How to create vector embedding for multiple fields

I want to store embedding separately for two fields. For example, I am creating a schema like this

           skills = self.client.collections.create(
                name=self.collection_name,
                vectorizer_config=wvc.config.Configure.Vectorizer.text2vec_azure_openai(
                    deployment_id="text-embedding-ada-002",
                    resource_name="",
                    vectorize_collection_name=True
                ),
                properties=[
                    wvc.config.Property(
                        name="skill_name",
                        data_type=wvc.config.DataType.TEXT,
                        vectorize_property_name=True
                    ),
                    wvc.config.Property(
                        name="description",
                        data_type=wvc.config.DataType.TEXT,
                        vectorize_property_name=True
                    ),
                    wvc.config.Property(
                        name="etldatetime",
                        data_type=wvc.config.DataType.TEXT,
                        skip_vectorization=True
                    ),
                ]
            )

now i want skill_name and description embedding to be created separately,
share me the query for it, also how to search from the collection similarly, Thanks

hi @Rishi_Prakash !!

This is a named vector (multi vector) use case.

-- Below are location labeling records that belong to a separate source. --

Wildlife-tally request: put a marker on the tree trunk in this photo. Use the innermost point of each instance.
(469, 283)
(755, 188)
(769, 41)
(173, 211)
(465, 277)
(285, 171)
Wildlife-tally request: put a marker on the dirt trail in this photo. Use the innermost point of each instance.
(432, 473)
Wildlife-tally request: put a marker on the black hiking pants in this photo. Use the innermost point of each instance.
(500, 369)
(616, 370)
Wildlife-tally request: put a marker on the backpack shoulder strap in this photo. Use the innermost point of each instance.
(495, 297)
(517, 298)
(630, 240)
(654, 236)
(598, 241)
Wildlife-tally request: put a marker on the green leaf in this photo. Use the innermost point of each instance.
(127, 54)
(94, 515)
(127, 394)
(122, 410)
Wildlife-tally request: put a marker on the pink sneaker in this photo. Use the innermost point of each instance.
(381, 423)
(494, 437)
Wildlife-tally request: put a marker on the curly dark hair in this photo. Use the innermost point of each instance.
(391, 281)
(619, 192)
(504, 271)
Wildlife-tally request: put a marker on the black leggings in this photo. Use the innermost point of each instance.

When you define a single vectorizer, just like you have done, Weavaite will concatenate all “vectorizable” properties.

Now, if you want to create vectors for specific properties (single o multiple properties), you should define different named vectors, as stated here:

with that said, this is how you collection should be created:

client.collections.delete("Test")
skills = client.collections.create(
                name="Test",
                vectorizer_config=[
                    wvc.config.Configure.NamedVectors.text2vec_openai(
                        name="skill_vector", vectorize_collection_name=True,
                        source_properties=["skill_name", "etldatetime"]
                    ),
                    wvc.config.Configure.NamedVectors.text2vec_openai(
                        name="description_vector", vectorize_collection_name=True,
                        source_properties=["description"]
                    )                    
                ],
                properties=[
                    wvc.config.Property(
                        name="skill_name",
                        data_type=wvc.config.DataType.TEXT,
                        vectorize_property_name=True
                    ),
                    wvc.config.Property(
                        name="description",
                        data_type=wvc.config.DataType.TEXT,
                        vectorize_property_name=True
                    ),
                    wvc.config.Property(
                        name="etldatetime",
                        data_type=wvc.config.DataType.TEXT,
                        skip_vectorization=True
                    ),
                ]
            )
skills.data.insert({"skill_name": "this is a skill", "description": "This is a skill desc", "etldatetime": "some etldatetime"})

note that you will get now two vectors, as below:

o = skills.query.fetch_objects(include_vector=True).objects[0]
o.vector.keys()

Output:

dict_keys([‘skill_vector’, ‘description_vector’])

Let me know if this helps!

Thanks!

1 Like